O artigo, intitulado When taxonomy lags behind evolution: Conservation implications of cryptic diversity in the Iberian rabbit, foi desenvolvido por investigadores do Instituto de Estudios Sociales Avanzados (IESA-CSIC), com participação da investigadora Francisca Castro, da Universidade de Córdoba. O estudo contou ainda com especialistas de instituições de Espanha, Portugal e Reino Unido.
Segundo os autores, o coelho-ibérico tem origem exclusiva na Península Ibérica, com exceção de algumas ilhas atlânticas e do norte de África, onde foi introduzido por humanos. A sua distribuição natural abrange todo o território português e o oeste de Espanha.
Já o coelho-europeu, também originário da Península Ibérica, encontra-se no leste de Espanha e foi introduzido em grande parte da Europa, na Oceânia, Argentina, Chile e várias ilhas oceânicas.

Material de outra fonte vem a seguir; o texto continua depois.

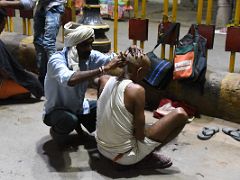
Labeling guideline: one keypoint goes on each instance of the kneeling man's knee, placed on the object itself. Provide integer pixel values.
(182, 115)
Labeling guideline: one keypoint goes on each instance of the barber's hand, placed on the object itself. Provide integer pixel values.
(133, 50)
(117, 61)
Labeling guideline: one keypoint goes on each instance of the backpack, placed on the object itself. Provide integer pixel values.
(190, 62)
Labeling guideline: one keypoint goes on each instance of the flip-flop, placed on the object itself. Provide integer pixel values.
(207, 132)
(234, 133)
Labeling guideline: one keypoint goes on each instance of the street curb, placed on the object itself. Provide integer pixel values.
(219, 97)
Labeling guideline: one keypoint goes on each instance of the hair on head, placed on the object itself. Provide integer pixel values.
(3, 14)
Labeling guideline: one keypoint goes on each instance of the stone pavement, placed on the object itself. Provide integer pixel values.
(28, 152)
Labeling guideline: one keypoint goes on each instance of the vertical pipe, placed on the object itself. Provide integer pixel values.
(115, 25)
(6, 25)
(174, 13)
(237, 13)
(209, 12)
(135, 15)
(199, 11)
(29, 26)
(165, 13)
(143, 17)
(143, 9)
(135, 9)
(232, 62)
(62, 34)
(11, 24)
(24, 26)
(174, 18)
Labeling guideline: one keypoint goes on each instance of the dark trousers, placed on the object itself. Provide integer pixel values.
(64, 121)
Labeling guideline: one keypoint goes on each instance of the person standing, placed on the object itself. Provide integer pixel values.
(47, 21)
(68, 74)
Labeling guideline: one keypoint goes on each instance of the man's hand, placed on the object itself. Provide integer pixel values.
(11, 4)
(117, 61)
(134, 51)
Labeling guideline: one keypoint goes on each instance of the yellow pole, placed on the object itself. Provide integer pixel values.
(199, 11)
(62, 34)
(174, 18)
(174, 13)
(236, 23)
(209, 12)
(11, 24)
(29, 27)
(232, 62)
(6, 26)
(165, 13)
(71, 5)
(135, 9)
(115, 25)
(143, 17)
(135, 15)
(237, 13)
(24, 26)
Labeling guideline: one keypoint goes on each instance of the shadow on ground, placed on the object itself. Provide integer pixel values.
(19, 101)
(58, 159)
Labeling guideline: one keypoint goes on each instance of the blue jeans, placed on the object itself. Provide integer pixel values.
(46, 27)
(63, 121)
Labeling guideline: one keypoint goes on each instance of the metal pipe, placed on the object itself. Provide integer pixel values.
(199, 11)
(24, 26)
(232, 62)
(115, 48)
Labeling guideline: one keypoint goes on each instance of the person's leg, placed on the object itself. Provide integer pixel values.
(51, 28)
(168, 127)
(39, 23)
(89, 120)
(62, 122)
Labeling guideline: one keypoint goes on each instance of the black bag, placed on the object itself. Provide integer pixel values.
(160, 72)
(168, 33)
(190, 61)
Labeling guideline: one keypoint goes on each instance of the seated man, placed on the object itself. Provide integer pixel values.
(121, 133)
(14, 80)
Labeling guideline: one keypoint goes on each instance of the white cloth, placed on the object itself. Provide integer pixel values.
(72, 37)
(57, 93)
(114, 133)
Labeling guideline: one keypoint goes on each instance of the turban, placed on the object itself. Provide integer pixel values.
(74, 36)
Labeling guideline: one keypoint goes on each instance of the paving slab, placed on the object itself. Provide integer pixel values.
(28, 152)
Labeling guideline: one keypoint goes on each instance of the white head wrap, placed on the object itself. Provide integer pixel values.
(74, 36)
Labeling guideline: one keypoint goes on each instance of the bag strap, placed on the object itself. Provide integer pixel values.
(195, 32)
(167, 33)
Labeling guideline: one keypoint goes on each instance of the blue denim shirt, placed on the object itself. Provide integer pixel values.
(58, 94)
(30, 4)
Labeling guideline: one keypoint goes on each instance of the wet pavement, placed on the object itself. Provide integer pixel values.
(28, 152)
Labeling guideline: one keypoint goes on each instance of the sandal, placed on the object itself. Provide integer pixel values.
(207, 132)
(234, 133)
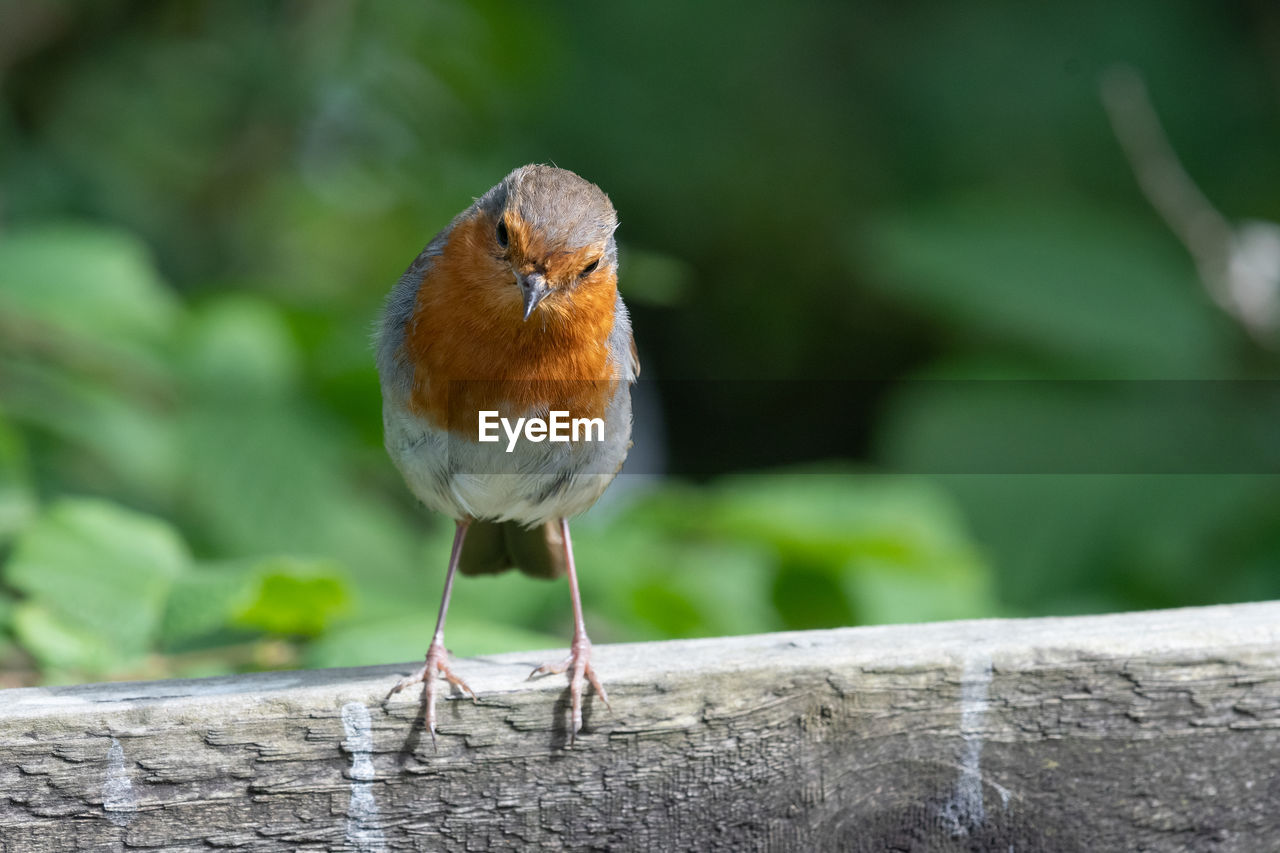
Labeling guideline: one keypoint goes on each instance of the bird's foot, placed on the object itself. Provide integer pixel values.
(579, 667)
(435, 664)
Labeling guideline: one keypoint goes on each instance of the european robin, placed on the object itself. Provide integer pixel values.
(512, 311)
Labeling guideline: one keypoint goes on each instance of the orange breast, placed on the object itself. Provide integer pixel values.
(471, 350)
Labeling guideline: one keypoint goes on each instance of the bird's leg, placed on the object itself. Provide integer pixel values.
(579, 661)
(437, 656)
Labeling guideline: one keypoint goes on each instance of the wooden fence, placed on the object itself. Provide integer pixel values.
(1132, 731)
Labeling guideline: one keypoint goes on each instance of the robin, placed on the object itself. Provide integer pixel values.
(511, 315)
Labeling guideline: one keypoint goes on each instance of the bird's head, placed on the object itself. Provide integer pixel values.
(552, 232)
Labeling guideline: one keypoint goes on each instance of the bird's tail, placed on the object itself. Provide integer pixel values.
(493, 547)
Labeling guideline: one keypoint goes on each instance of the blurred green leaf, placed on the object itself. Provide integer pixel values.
(94, 282)
(95, 576)
(17, 498)
(295, 597)
(1088, 290)
(240, 346)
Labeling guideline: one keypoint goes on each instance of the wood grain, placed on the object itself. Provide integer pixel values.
(1132, 731)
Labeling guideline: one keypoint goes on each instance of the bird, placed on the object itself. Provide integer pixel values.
(511, 311)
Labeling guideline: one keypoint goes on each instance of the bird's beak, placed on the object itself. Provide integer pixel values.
(534, 288)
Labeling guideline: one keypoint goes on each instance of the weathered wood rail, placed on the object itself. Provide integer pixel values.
(1134, 731)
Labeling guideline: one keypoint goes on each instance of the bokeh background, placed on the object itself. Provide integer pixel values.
(202, 205)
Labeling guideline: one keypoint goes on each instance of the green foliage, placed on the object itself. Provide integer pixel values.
(95, 579)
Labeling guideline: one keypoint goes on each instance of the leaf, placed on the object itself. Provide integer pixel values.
(87, 281)
(1054, 276)
(295, 597)
(97, 573)
(17, 498)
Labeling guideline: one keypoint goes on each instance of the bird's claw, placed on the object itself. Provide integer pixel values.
(435, 664)
(579, 667)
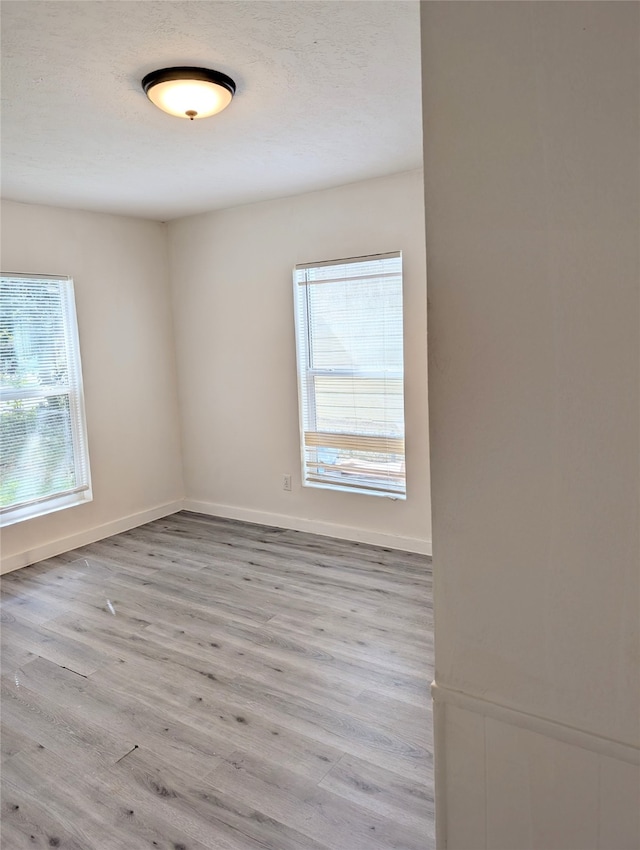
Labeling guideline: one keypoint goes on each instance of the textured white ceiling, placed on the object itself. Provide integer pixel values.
(328, 93)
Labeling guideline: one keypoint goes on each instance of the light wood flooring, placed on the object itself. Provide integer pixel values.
(202, 683)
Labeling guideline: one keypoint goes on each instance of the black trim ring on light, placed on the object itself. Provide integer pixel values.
(165, 75)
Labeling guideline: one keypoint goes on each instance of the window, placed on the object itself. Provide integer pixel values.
(44, 462)
(350, 374)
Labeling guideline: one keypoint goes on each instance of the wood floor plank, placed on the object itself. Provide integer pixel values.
(208, 684)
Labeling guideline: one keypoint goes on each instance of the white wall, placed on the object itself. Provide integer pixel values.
(231, 275)
(531, 186)
(119, 266)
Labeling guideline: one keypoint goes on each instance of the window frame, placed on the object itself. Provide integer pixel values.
(74, 391)
(306, 373)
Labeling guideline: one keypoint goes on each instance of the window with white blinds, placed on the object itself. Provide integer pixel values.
(44, 460)
(350, 373)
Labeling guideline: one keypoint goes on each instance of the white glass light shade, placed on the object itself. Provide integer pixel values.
(189, 92)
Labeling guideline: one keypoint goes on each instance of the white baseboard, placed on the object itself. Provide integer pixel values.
(90, 535)
(326, 529)
(536, 723)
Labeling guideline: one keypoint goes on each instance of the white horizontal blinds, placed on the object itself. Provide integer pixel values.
(43, 451)
(350, 359)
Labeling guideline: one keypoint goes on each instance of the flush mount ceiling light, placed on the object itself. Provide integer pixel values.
(189, 92)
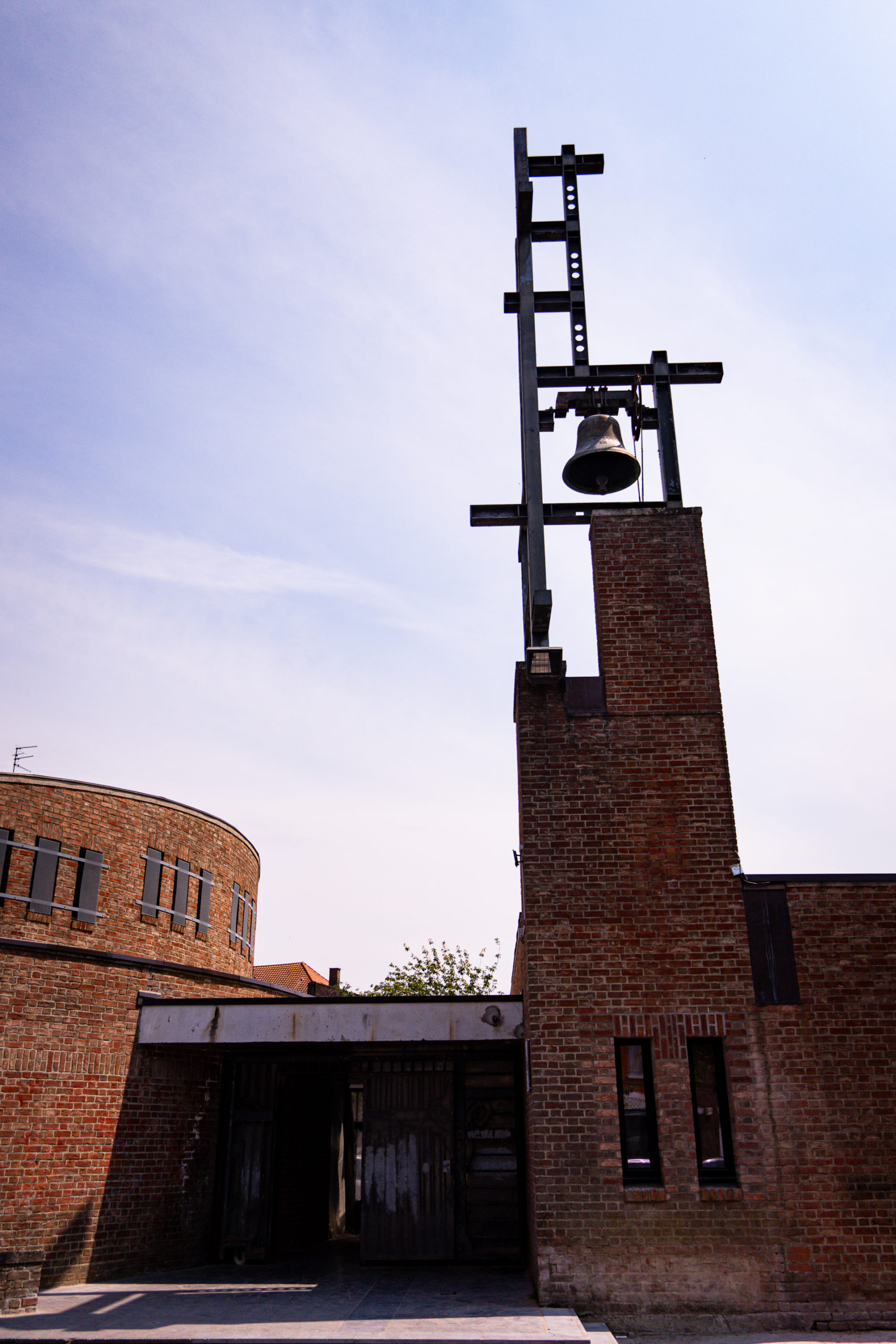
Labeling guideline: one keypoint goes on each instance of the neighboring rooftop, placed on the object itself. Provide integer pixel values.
(300, 978)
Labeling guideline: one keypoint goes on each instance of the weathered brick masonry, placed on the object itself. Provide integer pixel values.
(108, 1150)
(633, 925)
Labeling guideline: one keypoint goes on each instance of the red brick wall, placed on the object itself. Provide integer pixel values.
(121, 824)
(633, 925)
(107, 1150)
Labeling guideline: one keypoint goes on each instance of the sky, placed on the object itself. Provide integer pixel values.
(256, 370)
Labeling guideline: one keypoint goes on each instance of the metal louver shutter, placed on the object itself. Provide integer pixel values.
(182, 891)
(44, 875)
(152, 882)
(772, 947)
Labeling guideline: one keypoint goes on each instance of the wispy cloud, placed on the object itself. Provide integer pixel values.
(212, 566)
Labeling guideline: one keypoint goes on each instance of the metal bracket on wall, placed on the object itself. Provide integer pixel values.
(597, 380)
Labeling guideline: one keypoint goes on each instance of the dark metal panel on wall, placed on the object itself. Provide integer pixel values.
(250, 1146)
(44, 875)
(492, 1189)
(772, 947)
(407, 1182)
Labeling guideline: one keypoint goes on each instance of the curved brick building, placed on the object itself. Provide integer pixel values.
(108, 896)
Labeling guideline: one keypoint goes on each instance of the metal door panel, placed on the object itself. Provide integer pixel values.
(407, 1196)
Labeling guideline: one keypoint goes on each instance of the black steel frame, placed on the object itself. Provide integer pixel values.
(650, 1175)
(525, 301)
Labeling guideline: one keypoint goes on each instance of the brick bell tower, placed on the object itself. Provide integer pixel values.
(650, 1170)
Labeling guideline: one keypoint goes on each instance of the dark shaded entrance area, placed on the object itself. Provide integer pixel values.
(414, 1152)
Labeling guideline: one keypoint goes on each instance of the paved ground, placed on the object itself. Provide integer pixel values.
(316, 1299)
(767, 1338)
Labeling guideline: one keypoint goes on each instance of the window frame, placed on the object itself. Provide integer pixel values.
(727, 1174)
(650, 1175)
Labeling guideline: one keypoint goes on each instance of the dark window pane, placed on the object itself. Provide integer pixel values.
(635, 1105)
(772, 947)
(637, 1112)
(88, 885)
(205, 899)
(152, 882)
(44, 875)
(710, 1096)
(182, 891)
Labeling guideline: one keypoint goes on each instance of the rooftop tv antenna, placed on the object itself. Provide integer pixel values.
(18, 757)
(601, 464)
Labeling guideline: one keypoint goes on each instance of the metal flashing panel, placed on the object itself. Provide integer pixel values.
(328, 1021)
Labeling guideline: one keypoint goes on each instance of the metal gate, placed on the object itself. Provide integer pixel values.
(407, 1205)
(248, 1183)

Os investigadores referem que o reconhecimento desta diversidade não altera a realidade biológica, mas permite descrevê-la com maior precisão. “As duas espécies sempre estiveram aí, mas o que mudou foi o nosso conhecimento sobre elas”, afirmou Rafael Villafuerte, investigador do IESA-CSIC.
Segundo o investigador, esta distinção permitirá “reinterpretar melhor numerosos resultados obtidos no passado e desenhar estratégias de gestão e conservação mais eficazes para cada uma das duas espécies”.
O estudo reúne evidências de várias áreas, incluindo genética, morfologia, ecologia, reprodução e comportamento. Os autores identificaram ainda diferenças no estado das populações, na trajetória de crescimento, nas comunidades de parasitas, na composição do microbioma intestinal e nas propriedades da carne.
Entre as diferenças descritas, o coelho-ibérico apresenta menor tamanho e peso do que o coelho-europeu e produz, em média, um menor número de descendentes por ninhada.
Até agora, os dois coelhos eram considerados subespécies do coelho-europeu. De acordo com o estudo, divergiram há aproximadamente dois milhões de anos, depois de ficarem isolados em dois refúgios glaciares situados em extremos opostos da Península Ibérica: um no vale do Ebro e outro no golfo de Cádis.
Apesar de serem muito semelhantes à vista desarmada e de terem sido tratados durante mais de um século como uma única espécie, os investigadores defendem que a evidência científica demonstra histórias evolutivas, biologia e situações de conservação diferentes. Atualmente, as duas espécies mantêm distribuições separadas na Península Ibérica.
O reconhecimento da distinção entre ambas tem implicações para a conservação. Os dois coelhos são considerados peças-chave dos ecossistemas mediterrânicos e constituem presa principal de até 40 espécies de predadores, incluindo o lince-ibérico.
Segundo os autores, enquanto o coelho-europeu mantém populações estáveis ou mesmo crescentes em algumas zonas, o coelho-ibérico regista um declínio acentuado em grande parte da sua população. Avaliar ambas as espécies como se fossem uma só pode, por isso, ocultar a situação da espécie mais ameaçada e dificultar medidas específicas de conservação.
“Não podemos continuar a gerir como uma única espécie dois coelhos que evoluíram separadamente durante quase dois milhões de anos”, afirmou Miguel Delibes-Mateos, investigador do IESA-CSIC.
Para os autores, o reconhecimento como espécies distintas poderá melhorar programas de monitorização, avaliações do estado de conservação, translocações, planeamento cinegético e estratégias de recuperação, evitando a aplicação direta de resultados obtidos para uma espécie à outra.